When we arrived at the view point where we were expecting to have a stunning view anyway was made all the more fantastic to have about 20 lemurs in the trees really close to us. Some seemed really interested in us & seemed to be studying me! – maybe it was my pink cagoule. The paths here were good & even though its not very flat terrain the steps were in excellent condition. I managed so that means its ok ;). Apart from my private guide there was also a Pisteur- who goes off ahead of us to locate the lemurs & then through whistle communication tells the guide where we need to head. What a brilliant idea & it works extremely well.
I also did all the hotel / lodge inspections. I personally liked Setam Lodge as it was closer to the National park & seemed to fit in with the natural environment. However if clients want to be in the small town so as to be able to eat in local restaurants then there are other options. There can be availability problems, especially during high season so we also offer accommodation in nearby Fianarantsoa, which is a much larger town.

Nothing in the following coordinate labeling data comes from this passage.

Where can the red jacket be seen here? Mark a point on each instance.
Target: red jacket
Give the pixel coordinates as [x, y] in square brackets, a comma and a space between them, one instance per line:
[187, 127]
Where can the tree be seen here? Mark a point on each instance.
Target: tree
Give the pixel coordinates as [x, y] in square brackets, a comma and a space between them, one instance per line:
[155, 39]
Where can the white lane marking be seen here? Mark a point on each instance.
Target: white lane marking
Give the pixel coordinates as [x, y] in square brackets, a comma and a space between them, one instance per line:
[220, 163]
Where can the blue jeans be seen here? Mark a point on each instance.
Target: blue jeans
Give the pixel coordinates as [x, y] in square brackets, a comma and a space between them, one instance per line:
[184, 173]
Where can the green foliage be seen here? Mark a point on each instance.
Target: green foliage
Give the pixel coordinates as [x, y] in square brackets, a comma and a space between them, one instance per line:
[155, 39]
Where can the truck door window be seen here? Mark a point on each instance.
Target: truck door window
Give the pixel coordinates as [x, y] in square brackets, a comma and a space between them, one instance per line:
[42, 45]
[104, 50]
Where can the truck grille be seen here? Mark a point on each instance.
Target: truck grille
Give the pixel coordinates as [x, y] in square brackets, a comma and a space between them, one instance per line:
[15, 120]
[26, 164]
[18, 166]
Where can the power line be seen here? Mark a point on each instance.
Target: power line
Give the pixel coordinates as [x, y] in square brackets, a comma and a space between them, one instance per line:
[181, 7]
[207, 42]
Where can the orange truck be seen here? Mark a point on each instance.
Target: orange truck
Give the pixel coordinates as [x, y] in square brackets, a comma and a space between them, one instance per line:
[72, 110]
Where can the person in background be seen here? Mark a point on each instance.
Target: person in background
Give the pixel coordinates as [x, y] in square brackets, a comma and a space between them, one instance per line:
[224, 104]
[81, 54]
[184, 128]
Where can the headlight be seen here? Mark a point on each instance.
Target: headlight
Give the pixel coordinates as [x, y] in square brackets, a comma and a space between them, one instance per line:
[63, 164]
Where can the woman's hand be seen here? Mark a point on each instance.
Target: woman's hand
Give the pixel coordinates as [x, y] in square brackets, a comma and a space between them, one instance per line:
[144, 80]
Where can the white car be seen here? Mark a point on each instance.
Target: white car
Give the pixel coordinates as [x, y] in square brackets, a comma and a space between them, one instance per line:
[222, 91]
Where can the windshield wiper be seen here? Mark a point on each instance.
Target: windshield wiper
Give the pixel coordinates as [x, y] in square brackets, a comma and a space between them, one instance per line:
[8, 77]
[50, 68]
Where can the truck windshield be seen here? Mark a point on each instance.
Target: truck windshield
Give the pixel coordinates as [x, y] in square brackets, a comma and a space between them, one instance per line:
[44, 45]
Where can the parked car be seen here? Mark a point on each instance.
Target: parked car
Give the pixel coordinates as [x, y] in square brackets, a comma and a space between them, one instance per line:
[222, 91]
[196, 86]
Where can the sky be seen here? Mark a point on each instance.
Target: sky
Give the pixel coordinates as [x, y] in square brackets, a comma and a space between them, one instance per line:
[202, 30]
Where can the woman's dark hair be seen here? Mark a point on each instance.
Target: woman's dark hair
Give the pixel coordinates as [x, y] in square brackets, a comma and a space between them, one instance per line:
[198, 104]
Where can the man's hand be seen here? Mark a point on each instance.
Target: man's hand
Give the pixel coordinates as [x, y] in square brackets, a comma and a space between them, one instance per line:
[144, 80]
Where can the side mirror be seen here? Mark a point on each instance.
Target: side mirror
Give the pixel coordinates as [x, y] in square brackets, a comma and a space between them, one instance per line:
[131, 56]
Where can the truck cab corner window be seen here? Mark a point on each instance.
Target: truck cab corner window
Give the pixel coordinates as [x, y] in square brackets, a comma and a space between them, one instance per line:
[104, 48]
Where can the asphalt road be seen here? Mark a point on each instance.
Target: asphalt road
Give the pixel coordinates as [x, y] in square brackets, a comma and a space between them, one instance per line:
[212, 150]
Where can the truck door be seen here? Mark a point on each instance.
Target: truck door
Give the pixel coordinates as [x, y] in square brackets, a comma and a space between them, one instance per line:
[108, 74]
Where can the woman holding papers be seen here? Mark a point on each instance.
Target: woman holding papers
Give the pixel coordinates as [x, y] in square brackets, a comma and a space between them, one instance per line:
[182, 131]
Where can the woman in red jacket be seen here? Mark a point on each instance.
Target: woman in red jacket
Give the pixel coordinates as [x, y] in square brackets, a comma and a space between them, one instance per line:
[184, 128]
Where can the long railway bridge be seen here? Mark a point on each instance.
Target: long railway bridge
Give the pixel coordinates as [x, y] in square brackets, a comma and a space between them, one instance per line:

Next we are heading for Isalo – which was a big highlight of my trip. However en route I stopped at Ambalavao to visit the winery, see the silk being produced & visited the paper factory- which was more interesting that it sounds- honestly! We then carried on so that I could visit Anja Park- which is a local project that helps fund 4 villages. We did arrive quite late so it was a rush to see the Ringtail lemurs before they headed off to bed. But we saw then & some were lying out on the big rock catching the sum- it was wonderful to see. Then we watched then head off around these huge rocks to the places they sleep. It was worth visiting this area but I would suggest that you need a stopover to make the most of it. I stayed at Varangue de Betsileo, which was lovely & had amazing views of the rocky mountains.
Another stop en route to Islao was to the camps located in the Andringitra area. Camp Catta and Tsar Camp. It is quite a journey a long very bad road to these properties, but once
After a very long day I arrive at Islao– well its actually called Ranohira. Islao is the name of the rocky mountain range. The scenery here is stunning & totally different to the national park areas I have visited before. It really is the rocky mountain area of Madagascar. The National Park is massive so 2 nights is definitely needed & even 3 would be better – depending on how much walking / hiking clients want to do. In the area there are some amazing places to stay. I stayed at Setrana Lodge- which have luxury tents, with a brick built bathroom attached. This was a beautiful place to stay & I was very happy.. I also visited the other hotels including Islao Rock Lodge which was stunning & extremely comfortable. The sister hotels Relais de la Reine & Jardin de Roy were also extremely nice. there this is a fabulous place for adventurous clients wanting to go on long hikes, mountain climb etc.
I of course only had the 1 night here but so wished I could have stayed longer.